The most frequently detected ARGs were tetM and tetL, which are associated with tetracycline resistance, and ermB, which is associated with macrolide resistance. Regardless of the strain origin, tetM and ermB are commonly observed in Enterococcus spp. isolated from various sources [10,24]. Notably, these genes were most frequently detected in E. faecalis compared with other species, which is consistent with previous research results [15]. The plasmid-mediated quinolone resistance gene, qnrS, was significantly more prevalent in the effluent than in the influent. qnrS facilitates the spread of resistance among bacteria in various environments, including WWTPs [39]. In addition, some studies have indicated that this ARG is often not fully eliminated from WWTPs, leading to higher concentrations in effluents [40]. Among the genes associated with oxazolidinone resistance, optrA was detected at high frequencies in E. faecalis, whereas poxtA was predominantly detected in E. faecium. In a previous study conducted in China, E. faecalis isolated from poultry and pig fecal samples showed a higher detection rate for optA than other species [10].
Sub-inhibitory concentrations of antibiotics in wastewater can promote the growth of resistant bacteria, facilitate gene transfer, and enhance biofilm formation in wastewater treatment tanks or pipelines [18,22]. Elevated levels of antibiotics and other pharmaceuticals in the environment create favorable conditions for the selection of antibiotic resistance and serve as significant hotspots for the horizontal gene transfer of ARGs, promoting the evolution of resistance [2]. In this study, ciprofloxacin was detected at higher concentrations than the other residual antibiotics in both the influent and effluent of the 11 WWTPs. Additionally, the ciprofloxacin resistance rate was significantly higher in the effluent than in the influent. Although the residual ciprofloxacin concentration was not high, continuous exposure to WWTPs may have contributed to the increase in antibiotic resistance rates in enterococci [41]. In the case of ampicillin and gentamicin, despite an increase in antibiotic resistance rates after passing through the WWTP, no residual antibiotics were detected. This suggests that the presence of ARB in wastewater does not necessarily indicate the presence of the corresponding antibiotics [42]. Possible reasons for the presence of resistant bacteria, even in the absence of detectable residual antibiotics, include prior exposure to antibiotics before entering the WWTP, horizontal gene transfer of ARGs, and the development of resistance mechanisms due to environmental stress factors such as high concentrations of organic matter within the WWTP.
Biofilm formation, a significant virulence factor in enterococci, varies globally and is influenced by the species, host, and environmental conditions. It not only increases antibiotic resistance but also poses a risk factor for the spread of hospital-acquired infections. Biofilm-forming bacteria are responsible for more than 65% of nosocomial infections and 80% of bacterial infections, with Enterococcus biofilm production being a key pathogenic trait, particularly in urology [43,44]. However, the biofilm formation rate of Enterococcus spp. isolated from WWTPs was relatively low at approximately 20%, with most strains forming only weak biofilms.

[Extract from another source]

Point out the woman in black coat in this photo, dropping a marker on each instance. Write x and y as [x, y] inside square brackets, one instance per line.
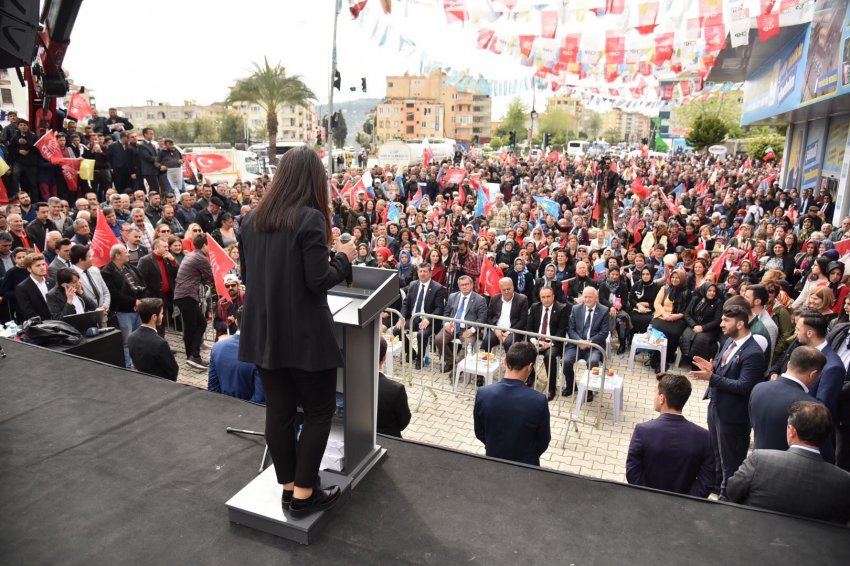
[703, 318]
[287, 326]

Although recent research has shown that vancomycin-resistant strains exhibit greater biofilm formation than non-resistant strains [9], none of the vancomycin-resistant strains formed biofilms. In previous studies, bacteria in biofilms formed in effluents exhibited higher resistance to all tested antibiotics than those found in influent biofilms [45]. In contrast, in the present study, we found that strong biofilm formation did not consistently correlate with higher resistance rates to multiple antibiotics.
The final effluent discharged into the environment contains MDR Enterococcus spp., posing a potential health risk to receiving aquatic systems, as these bacteria may be transmitted to humans and animals exposed to the contaminated water [2]. The antibiotic resistance profiles of Enterococcus spp. were found to be very similar when comparing samples from a WWTP with those collected at a site located 500 m downstream of the WWTP [13]. The results of this study showed no difference in antibiotic resistance rates between the influent and effluent, indicating that ARB were not completely eliminated during wastewater treatment. As we examined the influent and effluent of the combination of 11 WWTPs, it was only possible to determine the overall trend of how antibiotic resistance rates changed as they passed through the WWTPs. However, because each WWTP employs different water treatment processes, the efficiency of antibiotic resistance removal likely varies. Therefore, future research is necessary to explore how antibiotic resistance changes based on the specific treatment methods employed by individual WWTPs. Furthermore, because surveillance studies are crucial for identifying shifts in the resistance patterns of key pathogens [11], continued research on major pathogens other than Enterococcus spp. in WWTPs, which serve as the primary route to the natural environment, is essential.

4. Materials and Methods

4.1. Isolation and Identification of Enterococcus spp.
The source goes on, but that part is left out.